Hispanics made up 17 percent of students (both undergraduate and graduate) enrolled in college in 2015, according to the U.S. Census Bureau. And as of 2012, the Hispanic college enrollment rate surpassed that of white students, according to Pew Research Center.


So, the number of Latino students at OU is pretty “shameful,” Alicia Chavira-Prado, the special assistant to the vice provost for Diversity and Leadership, said.


“We need to do better,” she said. “If we don’t respond to those demographics, we’re missing out. We need to grow as the nation’s trends grow.”


When Triana, president of International Student Union, came to OU as a freshman, she didn’t know any Latinos and considered transferring to Ohio State University for that reason.


“I don’t think lonely even describes it,” Triana said. “How the emotion, the feeling, desperate for people to look like you. ... I felt very unwelcome, like I didn’t really fit in.”


When Godinez-Feregrino was a freshman at OU, she had never experienced such physical isolation. In high school, if she experienced microaggressions, she could go home to her family — but in college, she was on her own.


Godinez-Feregrino toyed with the idea of a dorm for people of color, as it could be useful and make Latinx students feel safe and comfortable in their own space. Latinx is a term often used as a gender-neutral or non-binary way to refer a person of Latin American descent.


“But what are we going to do? Keep isolating ourselves? Keep segregating ourselves?” Godinez-Feregrino asked. “Having space for people that are of color, Latinx people where you can speak spanish and not get dirty looks is really nice, but that’s not how the world works.”


Programs and organizations like Latino Student Union exist, Godinez-Feregrino said, but those programs are not for her anymore because she is helping to organize and put them on.


“We’re all so tired,” she said. “Why is it our job to take care of ourselves … when it comes to visibility? That shouldn’t just be my job. That should be a university job to make other freshmen feel safer. Because honestly, I’m burning out.”

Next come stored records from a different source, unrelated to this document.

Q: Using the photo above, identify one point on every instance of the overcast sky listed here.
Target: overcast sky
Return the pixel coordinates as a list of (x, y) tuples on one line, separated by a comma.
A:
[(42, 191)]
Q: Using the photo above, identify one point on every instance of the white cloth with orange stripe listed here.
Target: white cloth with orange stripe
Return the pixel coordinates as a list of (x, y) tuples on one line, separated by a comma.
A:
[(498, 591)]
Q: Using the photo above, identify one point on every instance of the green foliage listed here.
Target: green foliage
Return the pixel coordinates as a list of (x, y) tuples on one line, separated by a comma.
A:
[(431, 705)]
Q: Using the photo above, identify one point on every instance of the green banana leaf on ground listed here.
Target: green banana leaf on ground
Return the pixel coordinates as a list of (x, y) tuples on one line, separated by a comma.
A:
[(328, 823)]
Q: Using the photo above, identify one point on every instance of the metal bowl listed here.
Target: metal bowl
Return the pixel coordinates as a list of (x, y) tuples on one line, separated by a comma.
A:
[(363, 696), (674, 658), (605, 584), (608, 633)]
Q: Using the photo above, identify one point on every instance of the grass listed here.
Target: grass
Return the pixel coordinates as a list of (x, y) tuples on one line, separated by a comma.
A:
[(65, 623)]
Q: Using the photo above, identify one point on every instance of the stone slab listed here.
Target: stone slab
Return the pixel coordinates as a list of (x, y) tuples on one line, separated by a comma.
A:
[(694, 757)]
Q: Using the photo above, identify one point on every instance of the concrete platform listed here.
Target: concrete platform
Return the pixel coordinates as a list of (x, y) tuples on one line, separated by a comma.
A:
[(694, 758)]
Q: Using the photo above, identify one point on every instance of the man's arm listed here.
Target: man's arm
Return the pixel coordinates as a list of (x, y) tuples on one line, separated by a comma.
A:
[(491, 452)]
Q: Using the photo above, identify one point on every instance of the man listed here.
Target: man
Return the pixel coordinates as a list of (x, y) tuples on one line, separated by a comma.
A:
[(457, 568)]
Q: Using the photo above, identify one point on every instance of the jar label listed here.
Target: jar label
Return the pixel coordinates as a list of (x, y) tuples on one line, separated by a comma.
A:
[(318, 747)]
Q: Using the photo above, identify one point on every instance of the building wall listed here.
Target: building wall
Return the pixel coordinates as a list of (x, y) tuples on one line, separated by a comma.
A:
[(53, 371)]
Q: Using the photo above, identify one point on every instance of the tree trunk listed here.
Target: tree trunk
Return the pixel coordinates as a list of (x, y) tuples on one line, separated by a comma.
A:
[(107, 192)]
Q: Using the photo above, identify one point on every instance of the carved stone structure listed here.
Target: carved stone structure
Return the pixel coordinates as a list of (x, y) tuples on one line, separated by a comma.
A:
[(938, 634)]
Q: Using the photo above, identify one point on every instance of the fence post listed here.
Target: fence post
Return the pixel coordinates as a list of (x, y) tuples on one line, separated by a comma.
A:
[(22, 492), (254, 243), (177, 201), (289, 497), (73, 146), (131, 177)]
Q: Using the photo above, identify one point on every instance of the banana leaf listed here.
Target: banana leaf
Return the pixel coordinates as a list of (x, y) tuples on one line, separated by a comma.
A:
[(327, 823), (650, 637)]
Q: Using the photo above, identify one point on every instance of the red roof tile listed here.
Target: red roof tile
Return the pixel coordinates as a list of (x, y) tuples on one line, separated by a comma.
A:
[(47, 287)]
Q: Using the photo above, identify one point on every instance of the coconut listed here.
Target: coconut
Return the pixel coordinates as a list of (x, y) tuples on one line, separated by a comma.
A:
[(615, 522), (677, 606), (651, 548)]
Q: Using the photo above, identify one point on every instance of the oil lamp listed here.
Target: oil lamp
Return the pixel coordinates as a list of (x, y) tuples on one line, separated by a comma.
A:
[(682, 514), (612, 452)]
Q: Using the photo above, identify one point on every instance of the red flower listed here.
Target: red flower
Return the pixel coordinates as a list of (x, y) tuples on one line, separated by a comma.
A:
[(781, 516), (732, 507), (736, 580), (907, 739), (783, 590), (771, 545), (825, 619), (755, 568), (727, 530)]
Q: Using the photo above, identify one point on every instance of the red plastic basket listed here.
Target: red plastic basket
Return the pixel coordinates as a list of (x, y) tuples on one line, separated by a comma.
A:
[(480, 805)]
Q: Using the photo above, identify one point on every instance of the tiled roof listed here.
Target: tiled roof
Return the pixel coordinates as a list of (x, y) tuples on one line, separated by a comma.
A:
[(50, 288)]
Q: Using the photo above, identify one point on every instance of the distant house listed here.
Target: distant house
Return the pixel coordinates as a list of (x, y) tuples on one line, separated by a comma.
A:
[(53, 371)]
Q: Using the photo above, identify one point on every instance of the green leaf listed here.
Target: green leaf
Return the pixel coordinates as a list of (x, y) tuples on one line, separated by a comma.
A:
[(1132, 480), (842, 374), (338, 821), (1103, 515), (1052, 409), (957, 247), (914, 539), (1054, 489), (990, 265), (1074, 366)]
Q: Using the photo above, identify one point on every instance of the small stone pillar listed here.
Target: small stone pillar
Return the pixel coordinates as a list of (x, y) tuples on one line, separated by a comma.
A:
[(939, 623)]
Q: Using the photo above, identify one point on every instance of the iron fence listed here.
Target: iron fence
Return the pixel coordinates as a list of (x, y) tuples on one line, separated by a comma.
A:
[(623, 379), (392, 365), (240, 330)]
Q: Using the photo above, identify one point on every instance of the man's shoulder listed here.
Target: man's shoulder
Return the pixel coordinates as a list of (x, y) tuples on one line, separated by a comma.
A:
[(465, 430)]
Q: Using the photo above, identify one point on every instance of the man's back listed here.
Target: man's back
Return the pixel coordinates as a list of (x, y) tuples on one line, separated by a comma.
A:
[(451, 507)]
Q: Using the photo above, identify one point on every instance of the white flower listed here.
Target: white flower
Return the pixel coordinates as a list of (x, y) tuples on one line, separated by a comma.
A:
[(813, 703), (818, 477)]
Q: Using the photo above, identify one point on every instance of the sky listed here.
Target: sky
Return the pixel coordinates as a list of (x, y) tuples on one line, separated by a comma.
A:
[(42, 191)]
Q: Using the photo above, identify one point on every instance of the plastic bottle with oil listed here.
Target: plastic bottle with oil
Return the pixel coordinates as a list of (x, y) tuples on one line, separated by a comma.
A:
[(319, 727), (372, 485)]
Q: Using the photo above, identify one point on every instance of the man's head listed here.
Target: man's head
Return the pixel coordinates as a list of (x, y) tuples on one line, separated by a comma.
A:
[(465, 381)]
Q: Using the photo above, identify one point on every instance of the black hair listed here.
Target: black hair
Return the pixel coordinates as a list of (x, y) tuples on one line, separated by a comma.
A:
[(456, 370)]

Godinez-Feregrino said it was also hard being intersectional, trying to fit in with both the LGBT community and the Latino community. SHADES, an LGBT group for people of color, has helped her a lot, and that’s where she’s made her best friends. Groups that focus on intersectionality are helpful, Godinez-Feregrino said.


OU works to promote diversity, but one area of growth is with Latinx students, faculty and staff, bautista, the adviser for the LSU, said. While recruiting and promoting diversity is crucial, it is equally important to not tokenize diversity, and genuinely care and celebrate Latino students. The university also should help create spaces where two or more identities can be recognized, bautista said.


“I think we are very quick to put people in boxes,” bautista said. “‘Here are the black students, here are the Latinx students, here are the gay students, here are the international students.’ But the reality is that those students are much more than that one box.


Additional funding to groups like SHADES and the Multicultural Center, Women’s Center and LGBT Center would help those organizations put on more events, Godinez-Feregrino said. Providing more diversity training and hiring more people who care about diversity can help Latino students, too.


“We may be few, but when we find each other, we really truly embrace,” Chavira-Prado said. “Our friendship, our camaraderie, and there’s lots of good people here that have sincere appreciation for multiculturalism, for minorities who are deeply committed to social justice.”


In February, Triana was one of 70 students arrested in Baker Center. She sat with the other students to protest national immigration policies, seeing a stark reality that if Schrieber, her immigration lawyer, hadn’t helped her family, she could have been one of the students in fear of deportation. Now, Triana has decided what she wants to be when she graduates: an immigration lawyer.


“I want to give other people the opportunity to pursue their dreams and goals and go to college, start their own business, without the fear of being deported,” Triana said. “I want to help change people’s lives. I want to be an advocate for immigration. That’s what I want to do.”